What do you outside of work to stay sharp on your skillset?

At my job I rarely get to influence the design of our sites, but it is something I enjoyed when I worked freelance.

Talk to the designers. This should be a natural part of your job (read: collaboration) anyway, but deliberately ask questions; try to get them talking. This can be relationship dependent, some designers are touchy and you may have to establish some rapport first, but many designer enjoy a friendly challenge to their decisions. Don't be combative and skeptical, present questions which respect their ideas, but gets them talking and perhaps re-thinking what they thought. You may learn a lot in the process. You may not learn PhotoShop this way, but that's rather secondary to design talent anyway.

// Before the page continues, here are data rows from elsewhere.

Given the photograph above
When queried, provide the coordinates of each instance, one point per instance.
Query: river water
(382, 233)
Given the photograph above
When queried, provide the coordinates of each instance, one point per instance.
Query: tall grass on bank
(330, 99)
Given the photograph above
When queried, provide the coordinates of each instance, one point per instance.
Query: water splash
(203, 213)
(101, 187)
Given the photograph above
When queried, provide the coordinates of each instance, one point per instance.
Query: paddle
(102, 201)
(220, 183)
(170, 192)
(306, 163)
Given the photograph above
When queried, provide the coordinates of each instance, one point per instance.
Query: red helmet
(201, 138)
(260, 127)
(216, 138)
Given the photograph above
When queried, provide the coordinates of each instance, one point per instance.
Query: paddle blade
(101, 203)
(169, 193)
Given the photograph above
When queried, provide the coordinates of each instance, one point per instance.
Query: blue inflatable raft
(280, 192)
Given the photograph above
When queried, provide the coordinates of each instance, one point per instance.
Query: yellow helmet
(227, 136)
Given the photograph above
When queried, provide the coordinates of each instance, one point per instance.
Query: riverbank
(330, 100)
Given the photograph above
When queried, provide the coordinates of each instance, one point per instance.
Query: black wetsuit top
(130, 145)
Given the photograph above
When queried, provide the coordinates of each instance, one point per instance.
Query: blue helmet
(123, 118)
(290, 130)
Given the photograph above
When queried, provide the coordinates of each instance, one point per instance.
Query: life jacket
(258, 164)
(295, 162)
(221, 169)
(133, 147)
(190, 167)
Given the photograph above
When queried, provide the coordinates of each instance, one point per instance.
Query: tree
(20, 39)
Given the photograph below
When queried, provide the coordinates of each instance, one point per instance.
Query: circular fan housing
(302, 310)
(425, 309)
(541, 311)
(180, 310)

Talk to everyone for that matter. Without going on too much of a tangent from your original question, website products are only as good as the collaboration of people producing it. You're little more than an ant in this vast world of complexity. How much does a single ant ever accomplish?

I was wondering how you guys and girls stay on top of your skillset outside of work?

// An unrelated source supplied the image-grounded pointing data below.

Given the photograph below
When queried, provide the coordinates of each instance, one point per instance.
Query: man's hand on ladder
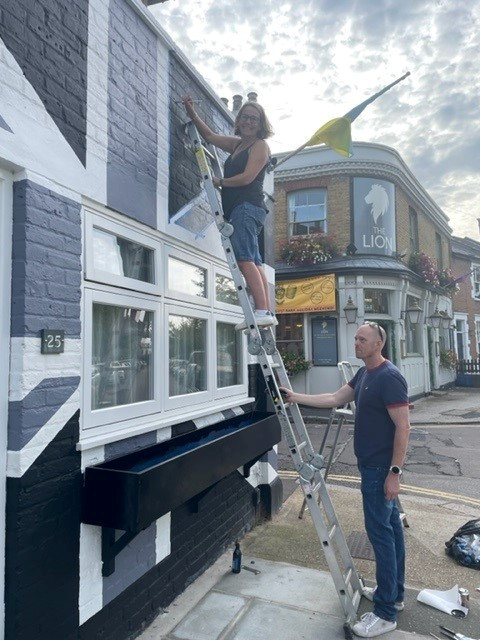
(287, 394)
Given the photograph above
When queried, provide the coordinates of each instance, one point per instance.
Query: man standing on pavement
(381, 434)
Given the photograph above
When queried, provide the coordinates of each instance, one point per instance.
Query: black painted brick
(197, 539)
(42, 545)
(49, 41)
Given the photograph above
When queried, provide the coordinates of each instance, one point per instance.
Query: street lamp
(436, 318)
(350, 311)
(413, 313)
(446, 320)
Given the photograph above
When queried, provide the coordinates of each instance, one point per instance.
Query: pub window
(412, 331)
(413, 230)
(476, 281)
(290, 337)
(438, 250)
(307, 211)
(375, 301)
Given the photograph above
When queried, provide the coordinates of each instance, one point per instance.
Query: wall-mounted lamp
(350, 311)
(413, 313)
(436, 318)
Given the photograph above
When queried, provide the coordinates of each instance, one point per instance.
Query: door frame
(6, 203)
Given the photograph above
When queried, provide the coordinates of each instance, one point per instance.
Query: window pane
(187, 363)
(225, 290)
(375, 301)
(187, 278)
(228, 355)
(122, 365)
(122, 257)
(290, 332)
(412, 331)
(307, 211)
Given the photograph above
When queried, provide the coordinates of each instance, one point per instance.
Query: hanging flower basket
(309, 250)
(447, 282)
(448, 359)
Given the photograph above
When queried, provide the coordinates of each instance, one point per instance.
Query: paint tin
(464, 596)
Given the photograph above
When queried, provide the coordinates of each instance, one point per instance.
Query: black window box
(130, 492)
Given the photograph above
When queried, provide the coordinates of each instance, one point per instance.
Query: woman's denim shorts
(247, 220)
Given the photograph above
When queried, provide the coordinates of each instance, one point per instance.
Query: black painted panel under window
(48, 39)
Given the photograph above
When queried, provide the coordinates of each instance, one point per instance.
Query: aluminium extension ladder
(309, 464)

If you're not being challenged to learn new things -or at least have the opportunity to be- in almost every project, you might work in an assembly line; find another job. Otherwise a tremendous amount of learning comes from the project itself. Find an excuse for a task to give you reason to explore. Ask yourself if you're pushing yourself beyond the norm, or if you're merely delivering a Xerox copy of what already exists in your head.

That strategy is important, because nearly everyone is too consumed by pressure and too ready to live their normal lives by the time "the project" releases their psyche from its grasp. We're all a little bit Pavlovian. Once the pants come off, the recliner is tilted and beer is in hand, there's not a lot more you're going to cram into your head that day. Learning generally needs to happen in the context of a project.

Curious as to your suggestions to learn new things without being burnt out.

How do you go as quickly as possible around a race track without crashing?... You don't. You either go too slow or you eventually crash. You may learn to balance things a little better, but inevitably, you get force-fed a few lessons the hard way.

This is why passion is always recommended before diving in. Passion is the heat you cook with, it's what wakes you up on the middle of the night with an urge to resolve a problem. It will eventually burn your brain, but you need it to move forward. Contrary to popular belief, the pursuit of money isn't interesting enough, and especially early in your career, won't be plentiful enough to tolerate the fried nerves and persistent knee-deep bullshit.

Also patience. It's like a real life RPG x100. You don't reach "master level" after 100 hours, it might take you 10 years. If you're starting to get overly concerned about your progression, perhaps its time to take a break.